Tuesday, August 29, 2006

Trying to cope...

We have been together for 5 months, and until the diagnosis, everything seemed to just "fall into place" - Then on the 6th July, the world got ripped apart.

Everything seems to be coming unravelled, spiralling out of control. I have been to every appointment with her, every treatment, seen every tear, as well as crying a few of my own, but as well as trying to deal with cancer, everything else is going pear-shaped too - As I have been working from home to try to provide emotional and practical support, my job has suffered, and my employers now owe me over £2000, my mother is being a nightmare and has forced Sharon and I to make huge decisions without having the time to seriously consider the consequences.

I have now moved in with Sharon and her 2 teenaged sons and the pressure is becoming unbearable - Sharon does not seem to want, or be able to talk about cancer and what it is doing to her life,my life, OUR life, the only people who know are me and her sons, and as a result we seem to be living a huge lie. She is becoming increasingly angry and confrontational to me when she feels well, but when the treatment knocks her sideways the only one who is there for her is me, as she is trying to protect her kids, her friends don't know and she has no real family to speak of.

It's just so hard to cope with her anger. I can't help asking her "are you ok babe?" when she looks tired or ill, but she sees it as fussing and being "in her face", we just seem to be rowing all the time, the only time she seems to have the ability to speak to me with a civil tone of voice is when there are other people around, but when we are on our own, it just falls apart.

Please help me. I am trying my best to be here for her, but don't know how much longer I can do this on my own, I just need some advice on how to cope with this constant pressure, and how to be what she needs.

Thursday, August 03, 2006

Where to begin?

It's hard to know where to start, I met Sharon just over 7 months ago, and knew instantly that I wanted to get to know her more. I had seen her around on a few occasions, but never had the guts to walk up and introduce myself.

Then, one afternoon, I was in my local pub and had one of the local idiots talking at me, when I saw her sitting with a mutual friend and saw the chance I had been waiting for. She has told me since she thought I was a bit of a nutter, the way I came bounding over and made my presence felt, but, we hit it off, despite her initial doubts.

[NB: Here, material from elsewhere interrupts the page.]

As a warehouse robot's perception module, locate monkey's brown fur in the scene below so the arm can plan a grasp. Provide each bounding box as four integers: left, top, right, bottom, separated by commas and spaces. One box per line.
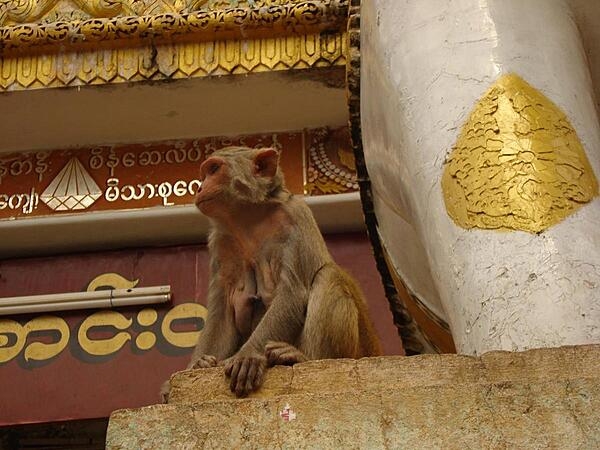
164, 146, 381, 399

Since then, everything seem to "fall into place". She introduced me to her teenaged sons, both of whom I seemed to hit it off with, we just seemed to click, and be able to just "be ourselves" when around each other, and despite a few hiccups along the way, we began to plan a future together, planning getting a house together, and having a better life.

Then, in the beginning of July, everything changed. Ever since we met, Sharon had regularly complained of stomach aches, and I had repeatedly asked her to go to the doctor and get herselft checked out, but she never did, until one night after making love, we found blood on the bed sheets.

The 2 days later, she made an appointment at the doctors, who, when she examined Sharon discovered an anomaly, and refered Sharon to a gynaecology specialist. It was frightening how fast everything moved from that point. Within a couple of days, a letter arrived with an appointment to see the consultant. Obviously, she was worried, and I went along to the appointment with her. Once she had seen the specialist, she came out to the waiting room and asked me to follow her upstairs in the hospital, where she had a biopsy carried out.

Then, after a half-hour or so wait, she was called into the consultants office, and, I was asked to accompany her. In that room, everything changed.

They say, "1 in 3 people will, at some time in their lives, be touched by cancer". Well, let me tell you something. Cancer does'nt touch you, it totally devastates everything. Hearing the consultant say "I'm sorry, I have found a tumour" was like being tied to a chair, and being made to watch her being beaten with a baseball bat, and be totally unable to do anything.

Sharon's prognosis is hopeful, compared to some. She has a 60% chance of survival, but it does'nt stop the fear, guilt, anger, rage, worry, or despair.

This blog is'nt about feeling sorry for Sharon. Or myself. It's just a way to vent my feelings, and, I'd like to think it might help someone else out there going through a similar experience.